Tratarán en Ciudad y Provincia de Buenos Aires, sendas leyes para sancionar a deportistas que abusen de su condición física.
Pasaron unos días. Sólo algunos. Hay quienes se sienten más dispuestos a enfriar la mente y buscar una ruta de solución al problema de la violencia juvenil. Entonces, Daniel Lipovetsky, diputado bonaerense, negocia con Leandro Santoro, legislador porteño para que ambos cuerpos parlamentarios traten sendas leyes que prevengan nuevas agresiones por parte de los jugadores de rugby, cuya superioridad física por sobre el resto de las personas no requiere descripción.

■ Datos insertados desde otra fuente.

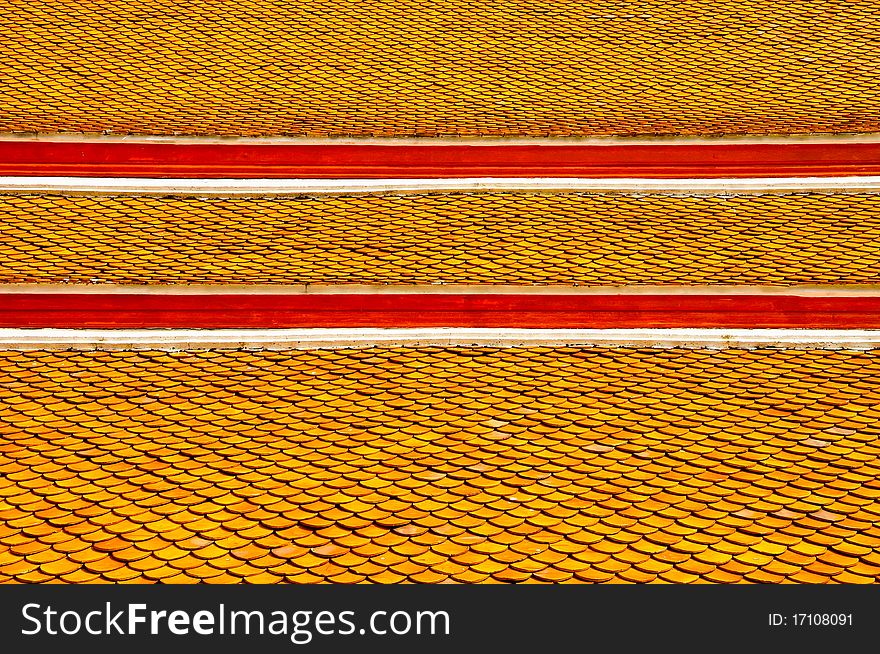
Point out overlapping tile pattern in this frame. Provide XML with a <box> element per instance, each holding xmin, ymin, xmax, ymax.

Buenas intenciones. Corto alcance. Tanto cualquier mediodía de trabajo, como la noche bolichera y los 366 días del año están plagados de conflictos entre jóvenes «fornidos» que nunca jugaron al rugby. Van a gimnasios, por ejemplo. Y preparan su cuerpo durante meses, con resultados satisfactorios, para ellos. La ley no los va a abarcar.
Esos muchachos… ¿garantizan que en su andar por los caminos de la joda y ante una circunstancia conflictiva no le peguen a un pibe de 50 kg? ¿hay certezas de que un grupo de flamantes patovicas -insistimos: lejanos al rugby- no se entusiasmen, unidos en manada y regados apenas con cerveza, para encontrar un blanco certero al que pegarle decenas de puntinazos en el cráneo cuando lo tengan en el suelo? Sin la más mínima hipocresía, en la Argentina de hoy, no.
Desde hace años se alzan voces que pregonan la inviabilidad del país hacia una sociedad con una convivencia sana si la educación sigue siendo la misma. Todas las semanas, en decenas de programas de radio y televisión, cuando comienza a ganar la luz alguna idea para encaminar el rumbo educativo se producen dos cosas posibles: o se aburre el público y cambia la sintonía o -para evitar la fuga de audiencia- comienza alguna discusión, casi siempre basada en cuestiones ideológicas.
No asumimos nuestros problemas. Somos negadores. Nos place buscar culpables y «malos» de la sociedad utilizando la vereda de nuestras simpatías partidarias. Está muy bien que comparemos presidentes y políticas de Estado en función de los resultados económicos que nos gustaría obtener en el país. Pero no nos detenemos ni siquiera a pensar que los pateadores de cabezas de salida de boliche tienen múltiples y heterogéneas ideologías, igual que nosotros, que nos horrorizamos con sus conductas criminales. Ellos son rápidos. Patean a la víctima y matan rápido. Destruyen familias en segundos. Nosotros somos tortugas. Ni siquiera. Las tortugas no pierden el tiempo discutiendo. Lentamente, van.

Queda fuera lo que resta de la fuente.